Solutions could emerge from a Runway Safety Action Team meeting the FAA held March 10 to “seek stakeholder assistance in identifying things the County, State, airport users, and FAA can do to address current risk factors,” the FAA said in a letter to Santa Clara County Board of Supervisors President Joe Simitian.
The runway safety meeting arose from 10 runway incursions and five “surface incidents” that occurred between October 1, 2018, and January 18, 2020, some of which suggested that “the signs and markings control barriers were not successful in preventing runway incursions. It is the FAA’s opinion that any runway incursion or safety-related event linked to existing airfield infrastructure deserves careful research and scrutiny to determine if corrective actions may be applied to prevent future unsafe events.”
The FAA said it planned to follow up with airport management after the meeting to obtain a plan of action for addressing recommendations emerging from the session.
McClardy wrote that the FAA was “interested” in reviewing the county’s analysis of how almost 200,000 annual airport operations could be sent elsewhere without adverse impact if Reid-Hillview Airport were to close. The letter noted that “the community should fully understand” how closing the airport would impact operations at larger area airports and increase noise “and other potential environmental impacts to neighboring communities.”

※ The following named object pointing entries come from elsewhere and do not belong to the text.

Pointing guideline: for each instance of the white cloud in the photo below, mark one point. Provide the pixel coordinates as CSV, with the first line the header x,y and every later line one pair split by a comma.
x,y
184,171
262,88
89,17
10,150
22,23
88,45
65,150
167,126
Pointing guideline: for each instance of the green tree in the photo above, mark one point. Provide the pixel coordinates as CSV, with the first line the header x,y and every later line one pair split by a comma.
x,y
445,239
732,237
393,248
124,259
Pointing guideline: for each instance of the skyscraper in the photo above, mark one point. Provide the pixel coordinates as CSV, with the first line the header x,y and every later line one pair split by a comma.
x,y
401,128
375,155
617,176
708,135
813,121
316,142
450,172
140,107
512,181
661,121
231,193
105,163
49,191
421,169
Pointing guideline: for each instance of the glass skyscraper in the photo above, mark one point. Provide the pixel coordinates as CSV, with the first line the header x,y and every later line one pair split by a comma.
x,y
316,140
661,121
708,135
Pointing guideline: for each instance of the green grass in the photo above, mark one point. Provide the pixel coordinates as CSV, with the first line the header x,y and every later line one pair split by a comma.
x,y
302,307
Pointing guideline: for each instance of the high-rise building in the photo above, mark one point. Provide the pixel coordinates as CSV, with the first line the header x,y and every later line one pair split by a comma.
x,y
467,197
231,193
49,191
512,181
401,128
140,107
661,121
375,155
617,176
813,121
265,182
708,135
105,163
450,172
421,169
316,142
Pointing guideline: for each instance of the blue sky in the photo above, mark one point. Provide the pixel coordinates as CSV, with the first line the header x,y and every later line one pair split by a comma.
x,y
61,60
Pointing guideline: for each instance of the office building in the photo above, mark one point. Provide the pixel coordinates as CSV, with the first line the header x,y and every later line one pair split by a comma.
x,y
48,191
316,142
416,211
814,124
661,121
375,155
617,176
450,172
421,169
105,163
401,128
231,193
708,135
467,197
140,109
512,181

AOPA Western Pacific Regional Manager Melissa McCaffrey participated in the meeting and noted that a productive conversation took place during which "action items were discussed in detail." AOPA continues working closely with the Community and Airport Partnership for Safe Operation and the FAA to ensure the future availability of Reid-Hillview Airport.
In October 2019, we reported on the FAA’s negative reaction to the airport management’s efforts to scale back federal grant funding and study nonaviation land uses as they revived decades-old efforts to shut down the facility. The FAA also warned at the time that if the airport were deprived of federal Airport Improvement Program funding in a closure bid, an estimated $10 million in facility-upkeep costs would become a completely local obligation over the next 10 years.